My book Sublime Dreams of Living Machines: The Automaton in the European Imagination looks at how intellectuals have utilized the self-moving, life-imitating machine as a symbol and a conceptual object from the time of ancient civilizations to the twentieth century. I look at the Enlightenment—when various notions of the human-being-as-machine and the machine-as-representation-of-the-human became ubiquitous in Western discourse—as the crucial period in the history of the automaton idea. For almost a century before the automaton craze, philosophers, scientists, and writers described the universe, the state, and the human body as machines, contributing to what the historian E. J. Dijksterhuis famously called the mechanization of the world picture. When later mechanics began to build and display actual automata with astoundingly complex mechanisms, they were seen as beautiful, wondrous, and rational representations of the entire worldview of the Enlightenment. It is for this reason that the automata were a success not just with everyday people who came to gape in awe at the wondrous machines but with intellectuals as well, as such luminaries as Voltaire, Diderot, La Mettrie, and Mercier commented on the objects as things eminently worthy of study (as reflected in the articles under “automaton” and “android” in the eighteenth-century Encylopédie).

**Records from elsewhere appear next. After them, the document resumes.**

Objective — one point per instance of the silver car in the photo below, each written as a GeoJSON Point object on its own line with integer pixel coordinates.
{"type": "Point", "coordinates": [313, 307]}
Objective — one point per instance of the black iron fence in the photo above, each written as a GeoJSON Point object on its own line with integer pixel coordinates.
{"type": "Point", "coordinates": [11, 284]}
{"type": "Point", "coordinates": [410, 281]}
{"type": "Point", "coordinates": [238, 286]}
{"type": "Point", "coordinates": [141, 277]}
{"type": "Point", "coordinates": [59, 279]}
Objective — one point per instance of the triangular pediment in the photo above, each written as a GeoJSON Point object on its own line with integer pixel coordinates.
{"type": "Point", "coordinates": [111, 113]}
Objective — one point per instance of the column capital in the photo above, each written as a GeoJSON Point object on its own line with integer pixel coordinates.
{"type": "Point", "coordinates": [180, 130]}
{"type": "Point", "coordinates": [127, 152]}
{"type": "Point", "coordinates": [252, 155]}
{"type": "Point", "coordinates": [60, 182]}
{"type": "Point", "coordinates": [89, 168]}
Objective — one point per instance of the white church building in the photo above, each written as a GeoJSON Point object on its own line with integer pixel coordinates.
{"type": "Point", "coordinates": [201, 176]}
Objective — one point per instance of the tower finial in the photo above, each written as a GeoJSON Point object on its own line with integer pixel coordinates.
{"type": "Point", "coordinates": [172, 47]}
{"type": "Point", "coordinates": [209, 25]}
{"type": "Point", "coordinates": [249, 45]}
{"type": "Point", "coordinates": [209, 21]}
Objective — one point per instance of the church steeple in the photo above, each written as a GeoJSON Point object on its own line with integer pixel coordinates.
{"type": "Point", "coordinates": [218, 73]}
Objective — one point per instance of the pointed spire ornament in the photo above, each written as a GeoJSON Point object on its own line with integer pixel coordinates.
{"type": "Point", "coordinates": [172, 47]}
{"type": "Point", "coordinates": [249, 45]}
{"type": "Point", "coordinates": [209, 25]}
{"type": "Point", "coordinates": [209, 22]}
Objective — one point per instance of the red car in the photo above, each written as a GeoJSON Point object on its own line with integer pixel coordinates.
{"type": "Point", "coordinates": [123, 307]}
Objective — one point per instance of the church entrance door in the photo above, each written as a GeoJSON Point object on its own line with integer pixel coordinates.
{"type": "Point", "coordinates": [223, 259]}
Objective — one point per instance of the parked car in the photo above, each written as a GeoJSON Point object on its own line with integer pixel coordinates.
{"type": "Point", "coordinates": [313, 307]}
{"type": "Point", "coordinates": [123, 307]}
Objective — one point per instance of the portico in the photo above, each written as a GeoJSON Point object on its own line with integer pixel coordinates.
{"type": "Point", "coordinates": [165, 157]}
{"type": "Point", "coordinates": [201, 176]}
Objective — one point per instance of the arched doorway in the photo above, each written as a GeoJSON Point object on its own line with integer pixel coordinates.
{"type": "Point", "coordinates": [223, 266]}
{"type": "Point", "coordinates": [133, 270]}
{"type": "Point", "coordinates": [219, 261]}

It all began in 1738 when a mechanic from Grenoble by the name of Jacques de Vaucanson demonstrated an automaton flute-player that played a real flute by emitting wind out of a mechanical device inside the object. It proved to be so popular and lucrative for the inventor that he quickly brought out two more automata—another musical figure of a fife-and-drum player and, the most astonishing and famous automaton of the period, a mechanical duck that could swim about, flap its wings, swallow grain, and even excrete little pellets from its rear. After their creator made a small fortune from them, they were sold and taken to London in 1742 where they were also a great success.
The popularity of the Vaucanson trio set off a veritable automaton craze that lasted through the rest of the century as a series of increasingly creative and sophisticated works made their appearance. The pinnacle of achievement in the construction of clockwork automata was reached by the Swiss father and son team of Pierre and Henri-Louis Jaquet-Droz and their collaborator Jean Leschot with their Writer, Draughtsman, and Musician group of 1773-1774. They can be seen today at the Museum of Neuchâtel in full operation, while another Draughtsman-Writer figure by Henri Maillardet, a sometime collaborator of the Jaquet-Drozs, is at the Franklin Institute in Philadelphia. There was also a series of speaking automata, a group of four by the Viennese mechanic Friedrich von Knauss that was exhibited in 1770; a ceramic head of 1778 by the Frenchman Abbé Mical and its follow-up, a pair of heads that exchanged sentences praising the king; and two others by Wolfgang von Kempelen and Christian Gottlieb Kratzenstein that date to 1780. In London, a jeweler named James Cox opened his celebrated museum of curios in 1772 with many automata, including a screeching tail-spreading peacock, a silver swan with a moving neck swimming on the surface of “artificial water,” and a pineapple that opened up to reveal a nest of chirping birds. Such works at Cox’s museum were mostly the creations of a Belgian in his employ with the suggestive name of John Joseph Merlin, who eventually set up his own “Merlin’s Mechanical Museum” in the 1780s.
By the time the popular craze for automata blossomed in the course of the second half of the eighteenth century, the mechanistic worldview began to decline in the learned world, as vitalist and organicist thinkers of the late Enlightenment challenged the machine-model. This resulted in the phenomenon of people being commonly denigrated as automata, signifying those who lack independence, originality, vitality, and creativity. This is just one among countless paradoxes and contradictions in the way people have regarded the fascinating, beguiling, and sometimes horrifying object of the self-moving, life-imitating machine. It is the central purpose of my book to bring light to this great interest as well as ambivalence we continue to feel toward the automaton.